Jonathan A. Branch v. State of Florida
This text of Jonathan A. Branch v. State of Florida (Jonathan A. Branch v. State of Florida) is published on Counsel Stack Legal Research, covering District Court of Appeal of Florida primary law. Counsel Stack provides free access to over 12 million legal documents including statutes, case law, regulations, and constitutions.
Opinion
FIRST DISTRICT COURT OF APPEAL STATE OF FLORIDA _____________________________
No. 1D2024-2165 _____________________________
JONATHAN A. BRANCH,
Appellant,
v.
STATE OF FLORIDA,
Appellee. _____________________________
On appeal from the Circuit Court for Dixie County. Mark E. Feagle, Judge.
March 18, 2026
PER CURIAM.
Following his conviction and 25-year sentence for burglary of a dwelling with damage in excess of $1,000 in violation of section 810.02(2)(c)2., Florida Statutes (2023), Appellant challenges the denial of his motion for judgment of acquittal. Appellant claims that the evidence at trial showed only that he remained underneath the elevated home while a codefendant went upstairs and entered the living area. Appellant argues that there was insufficient evidence to show he was a principal to the crime committed by the codefendant.
The boilerplate motion for judgment of acquittal made by Appellant’s trial counsel was insufficient to preserve the argument now made by appellate counsel. See Brooks v. State, 762 So. 2d 879, 895 (Fla. 2000) (quoting Fla. R. Crim. P. 3.380(b)) (a motion for judgment of acquittal “must fully set forth the grounds on which it is based”). Even if preserved, Appellant’s argument here would be meritless. The jury had evidence that Appellant entered the “dwelling” as defined by section 810.011(2), Florida Statutes. Entering the area underneath a home can qualify as the necessary entry to meet that element of a burglary. See Tindall v. State, 997 So. 2d 1260, 1261 (Fla. 5th DCA 2009) (affirming conviction of burglary when the perpetrator entered the crawl space underneath a house and removed copper pipe because the perpetrator “penetrated the invisible, vertical plane into the airspace of house”). The video and photographs of the area underneath the home, admitted at trial, showed that the area functioned both as an attached porch, part of the statutory definition of a dwelling in section 810.011(2), and as a carport, which has been held to meet the definition of a dwelling. See Medrano v. State, 199 So. 3d 413, 416 (Fla. 4th DCA 2016); Ferrara v. State, 19 So. 3d 1033, 1035 (Fla. 5th DCA 2009); State v. Burston, 693 So. 2d 600, 601 (Fla. 2d DCA 1997).
AFFIRMED.
OSTERHAUS, C.J., and BILBREY and WINOKUR, JJ., concur.

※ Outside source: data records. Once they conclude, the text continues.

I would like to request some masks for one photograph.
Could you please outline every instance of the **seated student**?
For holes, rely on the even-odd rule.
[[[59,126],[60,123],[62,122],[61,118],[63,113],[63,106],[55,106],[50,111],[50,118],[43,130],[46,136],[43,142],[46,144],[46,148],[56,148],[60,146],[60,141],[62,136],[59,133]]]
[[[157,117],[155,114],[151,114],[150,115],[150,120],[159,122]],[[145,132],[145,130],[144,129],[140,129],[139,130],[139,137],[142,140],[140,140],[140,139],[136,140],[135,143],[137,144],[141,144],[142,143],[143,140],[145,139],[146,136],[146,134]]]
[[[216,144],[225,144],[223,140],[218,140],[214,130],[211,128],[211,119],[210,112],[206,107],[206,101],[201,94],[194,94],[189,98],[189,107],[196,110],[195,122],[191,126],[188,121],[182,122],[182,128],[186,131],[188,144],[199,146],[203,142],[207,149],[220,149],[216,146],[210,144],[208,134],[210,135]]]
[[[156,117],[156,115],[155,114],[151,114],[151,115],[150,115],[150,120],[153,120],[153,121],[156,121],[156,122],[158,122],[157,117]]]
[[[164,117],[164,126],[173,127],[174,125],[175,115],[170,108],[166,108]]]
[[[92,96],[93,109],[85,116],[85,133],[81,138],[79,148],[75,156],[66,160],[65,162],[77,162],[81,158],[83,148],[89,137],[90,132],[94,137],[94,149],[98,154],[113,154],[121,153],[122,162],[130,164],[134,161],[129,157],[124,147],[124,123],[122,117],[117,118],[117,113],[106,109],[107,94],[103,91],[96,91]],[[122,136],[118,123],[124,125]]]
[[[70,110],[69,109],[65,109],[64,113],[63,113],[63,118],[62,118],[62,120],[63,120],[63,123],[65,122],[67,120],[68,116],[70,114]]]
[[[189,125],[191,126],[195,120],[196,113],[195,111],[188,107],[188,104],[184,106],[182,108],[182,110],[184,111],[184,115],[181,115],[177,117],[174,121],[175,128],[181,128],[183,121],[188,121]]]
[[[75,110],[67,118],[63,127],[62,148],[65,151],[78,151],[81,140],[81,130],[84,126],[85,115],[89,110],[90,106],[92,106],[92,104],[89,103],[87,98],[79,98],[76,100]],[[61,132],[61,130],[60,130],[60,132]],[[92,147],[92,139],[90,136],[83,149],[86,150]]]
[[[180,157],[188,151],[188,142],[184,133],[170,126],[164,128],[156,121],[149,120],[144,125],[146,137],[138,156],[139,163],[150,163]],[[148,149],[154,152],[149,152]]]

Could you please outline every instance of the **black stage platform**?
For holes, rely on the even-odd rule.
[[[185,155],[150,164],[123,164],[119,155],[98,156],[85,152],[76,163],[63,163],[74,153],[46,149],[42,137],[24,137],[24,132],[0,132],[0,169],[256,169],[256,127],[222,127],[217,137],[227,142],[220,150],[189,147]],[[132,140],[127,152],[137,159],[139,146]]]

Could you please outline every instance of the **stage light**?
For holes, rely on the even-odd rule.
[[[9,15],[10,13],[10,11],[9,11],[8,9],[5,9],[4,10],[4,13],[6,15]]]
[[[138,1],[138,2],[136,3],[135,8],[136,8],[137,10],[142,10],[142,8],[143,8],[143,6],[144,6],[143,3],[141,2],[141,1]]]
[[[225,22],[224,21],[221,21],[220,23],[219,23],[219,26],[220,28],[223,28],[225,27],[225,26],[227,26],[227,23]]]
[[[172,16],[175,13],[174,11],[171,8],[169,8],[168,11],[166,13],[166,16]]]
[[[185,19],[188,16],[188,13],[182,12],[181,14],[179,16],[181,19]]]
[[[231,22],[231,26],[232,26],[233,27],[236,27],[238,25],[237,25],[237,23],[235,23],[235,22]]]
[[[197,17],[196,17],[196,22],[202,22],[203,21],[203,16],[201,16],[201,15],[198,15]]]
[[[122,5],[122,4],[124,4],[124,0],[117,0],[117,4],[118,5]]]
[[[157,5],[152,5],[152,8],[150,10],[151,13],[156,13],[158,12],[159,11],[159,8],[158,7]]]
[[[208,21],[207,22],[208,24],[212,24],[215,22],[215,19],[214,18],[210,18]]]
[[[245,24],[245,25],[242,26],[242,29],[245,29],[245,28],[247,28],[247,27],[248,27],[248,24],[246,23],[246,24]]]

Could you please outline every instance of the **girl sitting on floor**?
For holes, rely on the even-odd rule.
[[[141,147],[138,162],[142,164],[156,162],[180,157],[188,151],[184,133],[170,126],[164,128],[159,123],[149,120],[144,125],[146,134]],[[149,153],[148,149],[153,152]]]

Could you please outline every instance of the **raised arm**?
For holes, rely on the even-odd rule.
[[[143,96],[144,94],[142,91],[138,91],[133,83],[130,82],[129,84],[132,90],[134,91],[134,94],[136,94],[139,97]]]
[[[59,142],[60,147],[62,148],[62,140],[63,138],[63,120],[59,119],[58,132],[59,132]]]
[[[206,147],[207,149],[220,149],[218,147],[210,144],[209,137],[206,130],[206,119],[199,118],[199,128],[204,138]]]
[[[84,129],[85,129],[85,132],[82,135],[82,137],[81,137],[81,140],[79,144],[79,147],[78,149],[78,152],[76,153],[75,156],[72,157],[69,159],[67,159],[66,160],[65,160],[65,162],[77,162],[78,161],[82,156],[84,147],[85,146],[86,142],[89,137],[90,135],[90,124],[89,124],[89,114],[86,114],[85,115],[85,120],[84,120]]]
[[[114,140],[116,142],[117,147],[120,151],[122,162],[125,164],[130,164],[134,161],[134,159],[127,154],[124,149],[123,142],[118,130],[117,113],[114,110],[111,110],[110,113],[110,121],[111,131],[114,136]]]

_____________________________
Not final until disposition of any timely and authorized motion under Fla. R. App. P. 9.330 or 9.331. _____________________________
Ryan Edward McFarland of Kent & McFarland, Jacksonville, for Appellant.
James Uthmeier, Attorney General, and Adam B. Wilson, Assistant Attorney General, Tallahassee, for Appellee.